Die Demokraten hatten zu Beginn des Wahlkampfs im Spätsommer noch gehofft, die „Midterms“ zu einer Richtungswahl machen zu können. Der Rückenwind durch die Anhörungen zum 6. Januar, die Dokumenten-Affäre Donald Trumps und das Abtreibungsurteil des obersten Gerichts gaben begründeten Anlass dazu. Vor allem die Empörung über die Restriktionen beim Zugang zu legalen Schwangerschaftsabbrüchen stellte die bis dahin erwartete Übernahme der Mehrheit im Kongress durch die Republikaner infrage. Frauen registrierten sich in Rekordzahl als Wählerinnen für die „Midterms“.

Am Vorabend des Wahltags hat sich diese Hoffnung zerschlagen. Mehr als dreimal so viele Amerikaner nennen die Wirtschaft als ausschlaggebend für ihre Entscheidung. Und die Verteidigung der Demokratie in den USA beschäftigt fast ausschließlich die Anhänger der Demokraten. Angesichts der deutlich geringeren Wahlbeteiligung bei „Midterms“ gegenüber Präsidentschaftswahlen, spielt die Mobilisierung der eigenen Basis eine noch größere Rolle als ohnehin schon. Beim Herzschlagfinale im Rennen um die Mehrheit im Senat könnte das den Ausschlag geben.

Egal, ob die Republikaner nur den „Speaker“ im Repräsentantenhaus stellen, oder auch den Senat kontrollieren, wird Biden damit für den Rest seiner Amtszeit kein Gesetz mehr beschließen können. Stattdessen muss sich der Präsident auf eine Totalblockade seiner Politik und Untersuchungsausschüsse einstellen.

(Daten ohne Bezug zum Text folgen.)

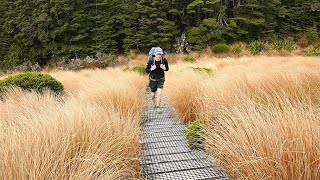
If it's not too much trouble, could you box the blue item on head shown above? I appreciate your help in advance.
[154,47,163,55]
[148,47,160,56]
[148,47,163,65]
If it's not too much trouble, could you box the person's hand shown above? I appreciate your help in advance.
[150,65,156,71]
[160,64,166,70]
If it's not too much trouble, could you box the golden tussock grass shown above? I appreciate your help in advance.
[164,61,217,123]
[0,68,147,179]
[165,68,202,123]
[165,56,320,179]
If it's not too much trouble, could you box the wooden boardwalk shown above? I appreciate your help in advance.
[141,90,228,180]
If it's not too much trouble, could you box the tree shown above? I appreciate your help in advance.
[0,0,10,68]
[129,0,178,52]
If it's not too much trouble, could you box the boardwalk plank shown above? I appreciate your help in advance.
[141,89,227,179]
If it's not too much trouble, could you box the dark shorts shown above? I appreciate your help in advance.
[149,77,165,92]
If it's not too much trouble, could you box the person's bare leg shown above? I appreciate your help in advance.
[156,88,162,107]
[150,91,156,107]
[150,92,155,101]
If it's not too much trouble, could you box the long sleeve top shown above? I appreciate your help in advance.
[145,58,169,79]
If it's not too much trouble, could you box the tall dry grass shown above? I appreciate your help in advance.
[0,68,147,179]
[164,61,217,123]
[165,56,320,179]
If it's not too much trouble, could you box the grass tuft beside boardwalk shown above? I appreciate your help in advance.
[165,56,320,179]
[0,68,147,179]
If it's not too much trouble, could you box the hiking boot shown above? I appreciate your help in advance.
[156,106,162,114]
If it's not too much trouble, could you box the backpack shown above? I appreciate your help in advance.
[148,47,163,65]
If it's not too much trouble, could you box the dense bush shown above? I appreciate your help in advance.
[0,72,64,94]
[186,119,205,149]
[212,44,230,54]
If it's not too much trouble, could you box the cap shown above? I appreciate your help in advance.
[154,47,163,55]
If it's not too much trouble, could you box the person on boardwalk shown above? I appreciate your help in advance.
[145,47,169,114]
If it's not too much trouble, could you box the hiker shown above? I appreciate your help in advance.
[145,47,169,113]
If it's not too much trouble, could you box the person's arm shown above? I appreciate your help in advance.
[146,60,152,73]
[164,59,169,71]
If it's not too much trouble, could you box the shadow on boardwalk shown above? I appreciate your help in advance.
[140,89,228,180]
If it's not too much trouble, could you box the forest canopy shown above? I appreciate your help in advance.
[0,0,319,68]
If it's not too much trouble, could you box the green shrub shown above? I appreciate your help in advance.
[248,41,266,54]
[306,44,320,56]
[306,25,319,43]
[128,66,148,75]
[282,40,296,51]
[191,67,212,74]
[186,119,205,149]
[183,56,195,63]
[0,72,64,94]
[269,40,282,50]
[212,44,230,54]
[270,39,295,51]
[232,46,242,54]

Weitergehende Rückschlüsse für die Präsidentschaftswahlen in zwei Jahren lassen sich aus den „Midterms“ nicht ziehen. Zumal Trump bereits Spekulationen genährt hat, in absehbarer Zeit seine erneute Kandidatur für das Weiße Haus anzukündigen. Wenn die Amerikaner eines noch weniger wollen als eine Wiederwahl Bidens, ist es die Rückkehr des Ex-Präsidenten ins Weiße Haus.